I should have known something was up when dude turned out to be a bad kisser but noooooo, I just had to give him the benefit of the doubt. Ugh!
What's funny is something similar happened to me on Facebook. I bagged a chick who only had pics from the chest up. I get to her house and shorty not only weights 2x more than me, she was HELLA ugly! I chilled for like 5-t10 minutes then got the fcuk outta dodge! This is why in my Facebook Rules of Engagement I added the rule about checkin tagged pics, as it gives a more comprehensive view of who you are dealing with!
I've also heard the “he doesn't count” method of thinking. only problem is, he counts it and if he's a talker, then the entire block/campus/twitter community will know he smashed. Saying no is a lie. Saying he doesn't count is a copout. I definitely feel why you don't count some cats though hahahahaha!

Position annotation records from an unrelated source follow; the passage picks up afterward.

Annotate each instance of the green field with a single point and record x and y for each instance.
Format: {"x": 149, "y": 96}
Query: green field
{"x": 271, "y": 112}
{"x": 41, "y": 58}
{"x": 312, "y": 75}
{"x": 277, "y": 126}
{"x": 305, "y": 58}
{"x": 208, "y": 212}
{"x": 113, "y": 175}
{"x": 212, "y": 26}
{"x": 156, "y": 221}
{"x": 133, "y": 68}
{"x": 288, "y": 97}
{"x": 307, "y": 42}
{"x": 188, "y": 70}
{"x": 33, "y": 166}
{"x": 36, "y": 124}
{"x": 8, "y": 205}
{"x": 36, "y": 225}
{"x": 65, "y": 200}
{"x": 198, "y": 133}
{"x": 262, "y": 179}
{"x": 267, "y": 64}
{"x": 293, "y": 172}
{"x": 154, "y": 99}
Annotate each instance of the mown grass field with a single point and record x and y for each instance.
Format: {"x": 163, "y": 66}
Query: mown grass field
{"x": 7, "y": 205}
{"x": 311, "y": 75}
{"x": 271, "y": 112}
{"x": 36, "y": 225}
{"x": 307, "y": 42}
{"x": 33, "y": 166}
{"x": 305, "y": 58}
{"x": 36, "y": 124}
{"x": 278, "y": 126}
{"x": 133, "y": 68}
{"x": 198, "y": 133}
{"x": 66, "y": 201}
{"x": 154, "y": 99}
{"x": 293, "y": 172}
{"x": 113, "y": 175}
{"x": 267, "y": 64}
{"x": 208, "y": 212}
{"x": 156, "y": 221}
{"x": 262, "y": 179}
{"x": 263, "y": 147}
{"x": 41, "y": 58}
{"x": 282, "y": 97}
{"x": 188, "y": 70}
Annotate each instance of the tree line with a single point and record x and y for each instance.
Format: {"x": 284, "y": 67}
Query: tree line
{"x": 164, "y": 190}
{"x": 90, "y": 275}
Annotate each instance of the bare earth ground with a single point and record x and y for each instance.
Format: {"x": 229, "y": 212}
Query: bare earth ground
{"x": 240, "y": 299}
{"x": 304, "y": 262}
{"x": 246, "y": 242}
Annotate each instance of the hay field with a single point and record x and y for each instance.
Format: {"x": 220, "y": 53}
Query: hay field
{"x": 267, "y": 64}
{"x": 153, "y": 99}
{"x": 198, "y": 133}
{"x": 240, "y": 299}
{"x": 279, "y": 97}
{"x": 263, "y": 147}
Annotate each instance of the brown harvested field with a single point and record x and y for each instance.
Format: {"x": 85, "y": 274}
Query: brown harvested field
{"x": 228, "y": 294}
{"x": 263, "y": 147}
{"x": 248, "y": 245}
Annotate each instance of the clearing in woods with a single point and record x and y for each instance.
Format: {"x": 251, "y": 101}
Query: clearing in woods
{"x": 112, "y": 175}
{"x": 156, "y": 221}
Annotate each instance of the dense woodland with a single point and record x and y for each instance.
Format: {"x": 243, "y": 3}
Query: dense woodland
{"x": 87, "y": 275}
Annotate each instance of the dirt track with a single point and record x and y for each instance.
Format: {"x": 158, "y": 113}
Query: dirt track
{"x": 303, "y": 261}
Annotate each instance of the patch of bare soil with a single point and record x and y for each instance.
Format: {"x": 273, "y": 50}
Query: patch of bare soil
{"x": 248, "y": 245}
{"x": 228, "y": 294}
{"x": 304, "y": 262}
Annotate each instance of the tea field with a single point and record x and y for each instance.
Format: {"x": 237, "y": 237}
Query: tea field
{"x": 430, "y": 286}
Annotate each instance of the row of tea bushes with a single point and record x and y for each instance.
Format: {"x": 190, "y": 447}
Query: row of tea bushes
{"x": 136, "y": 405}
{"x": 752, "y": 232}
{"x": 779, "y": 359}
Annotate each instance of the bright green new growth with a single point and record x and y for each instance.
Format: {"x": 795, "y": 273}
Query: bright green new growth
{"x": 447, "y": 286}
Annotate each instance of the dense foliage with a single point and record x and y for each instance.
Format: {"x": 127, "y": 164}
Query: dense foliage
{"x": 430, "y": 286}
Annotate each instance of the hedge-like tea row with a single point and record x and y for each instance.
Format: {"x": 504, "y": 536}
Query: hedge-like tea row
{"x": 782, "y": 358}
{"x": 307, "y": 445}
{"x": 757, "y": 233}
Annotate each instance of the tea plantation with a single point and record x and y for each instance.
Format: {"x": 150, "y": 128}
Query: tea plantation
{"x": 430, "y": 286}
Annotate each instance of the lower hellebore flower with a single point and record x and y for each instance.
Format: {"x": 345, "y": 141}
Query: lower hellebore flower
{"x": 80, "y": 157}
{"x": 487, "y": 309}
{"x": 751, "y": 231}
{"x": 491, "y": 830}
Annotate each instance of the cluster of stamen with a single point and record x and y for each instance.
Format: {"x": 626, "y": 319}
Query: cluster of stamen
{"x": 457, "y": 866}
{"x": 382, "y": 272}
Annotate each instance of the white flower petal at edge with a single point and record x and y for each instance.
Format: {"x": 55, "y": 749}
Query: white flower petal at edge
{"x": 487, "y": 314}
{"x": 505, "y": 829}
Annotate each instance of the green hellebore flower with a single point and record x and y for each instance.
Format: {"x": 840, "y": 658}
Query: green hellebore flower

I won't front either… Its happened b4 when “I got excted cause I wanted soo bad” (thats STILL hilarious!) Do believe that I went in for round 2 and hit a grand slam! Thats when the pressure is on, because you put up back 2 back duds and its curtains fellas!
Great read!
The ones that you cant watch minutes….but instead are down to counting PUMPS (or STROKES) instead are so pitiful you dont want to even use energy remembering their name LOL
I know I don't count on a few chicks list tea even me. But mostly because 1 I was a jerk 2 I bust fast. And not because I wanted it so bad but just because I could give two craps if they came or not. LOL so terrible I know but I mean hey I think Icount everything I remember.
The “he doesn't count” method is not a copout…lol…but if I can't remember it…then it didn't happen.
So how did she react the first time when you “got excited” because she was a good one for letting you get a round two
I count them all: the good, the bad and the ugly! lol.
Hell yeah…
But it don't count
Which means it never happened
Thus, nothin to talk about
:-X
Ha Ha!!!
I remember this commander in the us navy I used to date. He always said to me ,”my daddy told me if you can't please your woman- man you ain't schitt.” Thats was one of the main things that stuck with him from a boy his daddy taught him.
All I can say is thats pretty much the truth.
I am not trying to put a guy dwn if he got some physical problems- but there are some things, therapy and meds ect. that a man or a woman can do to try help themselves.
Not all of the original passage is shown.